Cayman registers almost 20% of FATCA Foreign Financial Institutions globally; more than the UK, Switzerland and Luxembourg combined

Guernsey – population 65 thousand – was recently reported to be eighth worldwide in number of Foreign Financial Institutions registered under the US Foreign Account Tax Compliance Act (FATCA). FATCA, which became law in March of 2010, requires foreign financial institutions (FFIs) with US clients to register with the IRS.

Which countries have registered the most Foreign Financial Institutions under FATCA so far?

According to official data on the IRS website, the frontrunner as of June 2014 is the Cayman Islands, with over 17.000 registered Foreign Financial Institutions, almost 20% of the worldwide total.

What is remarkable is the extent of Cayman’s advantage over the rest: it has more FFIs than the UK, Switzerland and Luxembourg – the next three countries with most FFIs – put together. Considering that the population of Cayman is only 57 thousand, on a per capita basis that is almost one Foreign Financial Institution for every 3 inhabitants. Or over 1300 times more FFIs per capita than the UK, Luxembourg and Switzerland combined.

FATCA has a broad definition of Foreign Financial Institution which includes not just banks but also insurance companies, hedge funds and private equity funds, among others. Although the IRS data is not disaggregated by type of financial institution, the majority of Cayman FFIs are likely to be investment funds.

The table below shows the 20 countries with the most FFIs registered with the IRS, together with each country’s Financial Secrecy Index ranking. These 20 countries – out of a total of 221 jurisdictions listed on the IRS FATCA database – account for 77% of worldwide Foreign Financial Institutions registered with the IRS.

Top 20 jurisdictions by total number of Foreign Financial Institutions registered with IRS

FATCA top 20

Sources: based on data from the IRS website. FSI = Financial Secrecy Index rank.

Estimates of wealth held offshore vary from a conservative 8% of the global financial wealth of households (or USD 7.6 trillion – Gabriel Zucman) up to 21 to 32 trillion USD (Tax Justice Network). The Italian Financial Intelligence Unit recently produced a new estimate of 9.5 trillion in offshore wealth, based on IMF data.

The FATCA data on Foreign Financial Institutions confirms the predominant role of secrecy jurisdictions and offshore centres in the global financial system:

– Thirteen of the top 20 countries with most FFIs are also in the top 20 on the Financial Secrecy Index (FSI – see shaded countries in last column of table above), including Switzerland and Luxembourg which are ranked 1st and 2nd on the FSI respectively.

– Looking at FFIs on a per capita basis, the top 5 jurisdictions become: the Cayman Islands, British Virgin Islands, Guernsey, Bermuda and Jersey.
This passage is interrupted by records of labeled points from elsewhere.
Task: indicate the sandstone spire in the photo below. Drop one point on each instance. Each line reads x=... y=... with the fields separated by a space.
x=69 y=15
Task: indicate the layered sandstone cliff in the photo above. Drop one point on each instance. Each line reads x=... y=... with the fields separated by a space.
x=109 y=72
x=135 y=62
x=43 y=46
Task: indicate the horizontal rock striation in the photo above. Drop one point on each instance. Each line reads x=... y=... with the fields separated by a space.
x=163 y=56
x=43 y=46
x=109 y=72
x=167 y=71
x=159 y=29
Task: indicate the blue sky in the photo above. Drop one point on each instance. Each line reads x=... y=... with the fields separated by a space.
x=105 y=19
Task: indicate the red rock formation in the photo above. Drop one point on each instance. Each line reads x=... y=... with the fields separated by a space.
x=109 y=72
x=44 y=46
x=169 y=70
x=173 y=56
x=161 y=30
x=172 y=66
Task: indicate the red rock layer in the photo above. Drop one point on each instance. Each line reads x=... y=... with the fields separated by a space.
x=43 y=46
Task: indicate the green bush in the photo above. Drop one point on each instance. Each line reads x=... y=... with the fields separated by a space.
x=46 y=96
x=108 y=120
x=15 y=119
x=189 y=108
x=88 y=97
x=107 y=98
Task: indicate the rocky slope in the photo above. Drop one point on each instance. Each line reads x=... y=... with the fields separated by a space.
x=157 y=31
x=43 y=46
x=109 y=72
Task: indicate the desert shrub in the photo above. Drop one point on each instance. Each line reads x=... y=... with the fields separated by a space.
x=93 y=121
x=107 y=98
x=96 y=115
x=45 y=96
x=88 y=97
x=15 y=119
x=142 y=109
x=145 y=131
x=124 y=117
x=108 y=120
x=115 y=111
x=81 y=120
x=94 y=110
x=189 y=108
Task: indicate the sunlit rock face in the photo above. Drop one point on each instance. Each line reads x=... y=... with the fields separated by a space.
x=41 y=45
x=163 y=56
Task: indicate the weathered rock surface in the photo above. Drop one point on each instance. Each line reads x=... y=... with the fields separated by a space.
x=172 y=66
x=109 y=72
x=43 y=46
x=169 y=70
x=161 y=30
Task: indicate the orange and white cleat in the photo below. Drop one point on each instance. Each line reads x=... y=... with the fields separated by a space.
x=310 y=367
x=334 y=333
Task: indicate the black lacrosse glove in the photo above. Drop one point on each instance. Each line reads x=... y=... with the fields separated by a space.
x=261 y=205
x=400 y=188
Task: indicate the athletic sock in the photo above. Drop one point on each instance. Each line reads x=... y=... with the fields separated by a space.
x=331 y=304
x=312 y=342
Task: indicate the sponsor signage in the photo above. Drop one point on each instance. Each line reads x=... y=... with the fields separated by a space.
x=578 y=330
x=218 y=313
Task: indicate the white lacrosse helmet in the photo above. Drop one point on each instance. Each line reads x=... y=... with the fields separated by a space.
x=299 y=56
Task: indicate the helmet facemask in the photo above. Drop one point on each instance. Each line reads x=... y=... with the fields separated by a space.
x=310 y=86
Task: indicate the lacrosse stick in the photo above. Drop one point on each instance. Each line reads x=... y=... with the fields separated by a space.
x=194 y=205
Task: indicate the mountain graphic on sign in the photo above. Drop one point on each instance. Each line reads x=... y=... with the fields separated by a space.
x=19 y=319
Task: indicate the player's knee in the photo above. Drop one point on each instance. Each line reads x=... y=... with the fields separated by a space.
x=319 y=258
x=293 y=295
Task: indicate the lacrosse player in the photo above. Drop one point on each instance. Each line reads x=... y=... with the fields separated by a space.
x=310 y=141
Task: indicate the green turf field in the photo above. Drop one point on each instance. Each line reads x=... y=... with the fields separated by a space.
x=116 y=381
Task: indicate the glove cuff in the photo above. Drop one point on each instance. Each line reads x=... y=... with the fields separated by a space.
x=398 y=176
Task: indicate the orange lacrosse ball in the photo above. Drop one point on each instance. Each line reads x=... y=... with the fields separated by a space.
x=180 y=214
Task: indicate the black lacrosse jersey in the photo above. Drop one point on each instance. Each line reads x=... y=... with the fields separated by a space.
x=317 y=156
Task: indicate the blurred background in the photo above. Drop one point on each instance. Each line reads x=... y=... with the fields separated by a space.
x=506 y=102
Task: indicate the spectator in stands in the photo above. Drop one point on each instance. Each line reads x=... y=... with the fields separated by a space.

These five offshore jurisdictions, all of which are British Overseas Territories or Crown Dependencies, have a combined population of 313 thousand – equivalent to Riverside, California, or the city of Catania in Italy – and yet have registered 29% of FFIs worldwide.

This is why tax justice advocates argue that the new global standard for automatic exchange of tax information announced by the OECD yesterday needs to go further: although it is “very important step forward” (Global Financial Integrity), the proposed global standard is also “open to abuse by tax havens unwilling to divulge details of those taking advantage of the secrecy they offer” and makes it “too easy for developing countries to be excluded” from the sharing of tax information (Christian Aid).